You guys have pretty much hit the nail on the head. The fans who are screaming "but it didn't happen that way!" are just not seeing that the potential was there. Ultimately, the Spock-Uhura romance and Kirk-McCoy friendship are the only actual relationships we've seen developed on screen in NuTrek. We're told repeatedly in Into Darkness that Kirk and Spock are now best friends (did I imagine hearing a line like "closest thing to a brother"? I may have) but we don't see that camaraderie between them. Throughout the film, their relationship is purely antagonistic until Kirk's sacrifice and Spock's sudden outpouring of emotion.
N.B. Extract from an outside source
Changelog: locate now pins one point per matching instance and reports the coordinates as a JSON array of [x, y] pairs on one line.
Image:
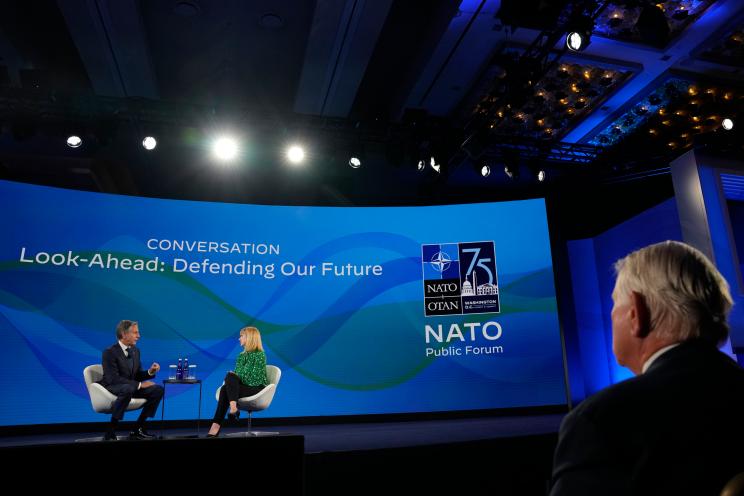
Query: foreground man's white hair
[[686, 295]]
Which is why that felt hollow to me, because we've been told we should feel a certain way about them, without any text, subtext or chemistry to back it up. The whole film excelled at "telling, not showing," which is IMO, the number one boo-boo on a writer's list of how to screw up a story. The other thing it excelled at was doing something "because it looks cool" and not because it makes any kind of sense. I've been hoping that we would get some novels set in the new reality that could go a ways towards redeeming it with good characterization and an understanding of how to craft a plot.
^They bickered like an old married couple, which more than sold me on their friendship. Good points, I'd forgotten about those. So perhaps, like Captain's Peril, it only seems like a movie reference. [yt]http://www.youtube.com/watch?v=y8Kyi0WNg40[/yt]
Yeah, that one's always been random. I've never understood what point it served in the movie. Especially since it was never mentioned before or after.
I recently re-read the novelization by J.M. Dillard, who had the thankless task of making this scene semi-plausible. She basically takes the tack that Uhura, who is under Sybok's influence at the time, is not exactly herself when she comes on to Scotty. Not sure that was the original intent in the movie, but it works in the book, more or less.